To this day, no one really knows what happened. It was kind of like the sewing machine exploded because people kept trying to sew chains on their pants and the sewing machine was like “what are you doing, please stop” and eventually the sewing machine went on strike so people had to revert to cutting their clothes and wearing things that were obviously way too small or way too big for them.

Turtlenecks, grunge, cargo pants, camouflage, probably every fashion faux pas you can possibly think of was not only evident in the 90’s, but popular. Here is my diagnosis: during the 90’s everyone was rushing around trying to find a stereotype to attach to their decade but they felt as if everything had already been taken—hippie, pin-up girl, preppy, whatever the 80’s was—they were all associated with a decade. Therefore, everyone in the fashion industry during the 90’s was like “What are we supposed to do?” and they answered their question by blending every single stereotype together and adding studs.

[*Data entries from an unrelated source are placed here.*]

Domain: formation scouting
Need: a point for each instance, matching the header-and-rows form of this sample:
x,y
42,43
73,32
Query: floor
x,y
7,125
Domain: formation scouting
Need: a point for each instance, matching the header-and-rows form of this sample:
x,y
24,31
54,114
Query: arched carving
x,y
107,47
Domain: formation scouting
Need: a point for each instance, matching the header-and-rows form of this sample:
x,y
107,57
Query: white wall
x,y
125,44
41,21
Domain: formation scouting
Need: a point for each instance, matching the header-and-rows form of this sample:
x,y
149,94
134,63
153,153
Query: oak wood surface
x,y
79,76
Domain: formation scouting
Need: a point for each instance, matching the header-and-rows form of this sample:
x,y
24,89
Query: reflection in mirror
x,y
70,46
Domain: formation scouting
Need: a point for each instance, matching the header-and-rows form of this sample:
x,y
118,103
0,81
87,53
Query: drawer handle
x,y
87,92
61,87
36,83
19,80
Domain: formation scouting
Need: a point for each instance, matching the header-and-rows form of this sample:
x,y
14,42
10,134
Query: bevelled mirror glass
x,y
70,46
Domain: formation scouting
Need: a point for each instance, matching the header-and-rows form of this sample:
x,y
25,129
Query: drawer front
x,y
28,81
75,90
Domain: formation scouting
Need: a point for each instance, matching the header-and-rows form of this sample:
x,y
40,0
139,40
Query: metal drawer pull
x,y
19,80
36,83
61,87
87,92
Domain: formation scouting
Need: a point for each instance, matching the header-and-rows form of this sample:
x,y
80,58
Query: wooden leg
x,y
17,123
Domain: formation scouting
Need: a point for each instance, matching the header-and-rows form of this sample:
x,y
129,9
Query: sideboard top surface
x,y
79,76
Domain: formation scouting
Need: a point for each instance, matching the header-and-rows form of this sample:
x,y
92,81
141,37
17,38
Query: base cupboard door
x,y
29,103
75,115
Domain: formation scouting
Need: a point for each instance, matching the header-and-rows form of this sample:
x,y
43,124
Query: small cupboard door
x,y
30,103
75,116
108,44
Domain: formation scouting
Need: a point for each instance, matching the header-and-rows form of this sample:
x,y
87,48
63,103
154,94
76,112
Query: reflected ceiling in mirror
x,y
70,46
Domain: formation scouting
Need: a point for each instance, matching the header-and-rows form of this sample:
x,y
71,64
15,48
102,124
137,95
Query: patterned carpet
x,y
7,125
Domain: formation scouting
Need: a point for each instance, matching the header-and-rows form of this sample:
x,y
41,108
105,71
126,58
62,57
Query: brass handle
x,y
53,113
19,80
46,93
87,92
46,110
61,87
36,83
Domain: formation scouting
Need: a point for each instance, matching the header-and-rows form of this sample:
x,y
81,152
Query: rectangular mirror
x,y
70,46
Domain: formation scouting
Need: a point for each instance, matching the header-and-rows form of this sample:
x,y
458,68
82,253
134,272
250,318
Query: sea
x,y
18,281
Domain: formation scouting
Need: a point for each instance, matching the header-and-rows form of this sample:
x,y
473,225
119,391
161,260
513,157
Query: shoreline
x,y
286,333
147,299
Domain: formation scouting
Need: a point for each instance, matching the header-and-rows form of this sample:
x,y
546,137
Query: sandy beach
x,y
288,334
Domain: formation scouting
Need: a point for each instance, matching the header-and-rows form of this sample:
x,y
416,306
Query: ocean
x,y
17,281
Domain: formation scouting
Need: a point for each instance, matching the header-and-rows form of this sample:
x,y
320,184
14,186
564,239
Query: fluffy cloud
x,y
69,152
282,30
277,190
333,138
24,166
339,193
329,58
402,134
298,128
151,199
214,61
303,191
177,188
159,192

It was actually very inconsiderate of the 90’s to be so care-free and revolutionary in it’s stylistic choices, because the 2000’s were hit with the aftershock pretty hard. Everyone tried to grow out their platinum blonde pixie cuts because the world had come to the conclusion that that was a really bad move, leaving the general population with very visible roots and an atrocious over-usage of bejeweled hair clips.

90’s fashion reminds me of high school in a lot of ways. Upon our arrival to this educational menagerie we politely call “high school,” we search wildly for our identity. We hop on every stereotype that comes our way, hoping that maybe this will be the persona that takes us home. This frantic hunt for our place in society leaves us tired, confused and angsty. Similarly, in the 90’s, everyone was like “what are we doing? There is no definite societal structure here, no trends I can follow. This is anarchy!” which is how a lot of students feel about high school.

But what the 90’s found was that with no basis for what was socially acceptable, everyone could be entirely themselves and do whatever they wanted.

We should learn from this! We should eliminate all other societal expectations and focus on our interests alone. Wear ugly things if you like them, listen to bad rap if you want to, admit that your favorite show is “Jeopardy!” without fear of being mocked incessantly by your peers, because you most certainly will be.

This is what the 90’s was all about—being completely yourself and disregarding the opinions of everyone else. So in an attempt to find its identity, the 90’s found itself completely on the outskirts of the societal norm and ended up greatly enjoying itself there; similar to the kids that go to Homecoming and hover around the border of the dance floor, throwing M&M’s down the dresses of girls in inappropriate attire. These are the kids who have the most fun and also end up not being pregnant.

In summation, the 90’s are like a self-conscious, air-headed group of misfits that all banded together and made their mark on a time that would be looked back on fondly by many, laughed at by some, and despised by others. Kind of like high school.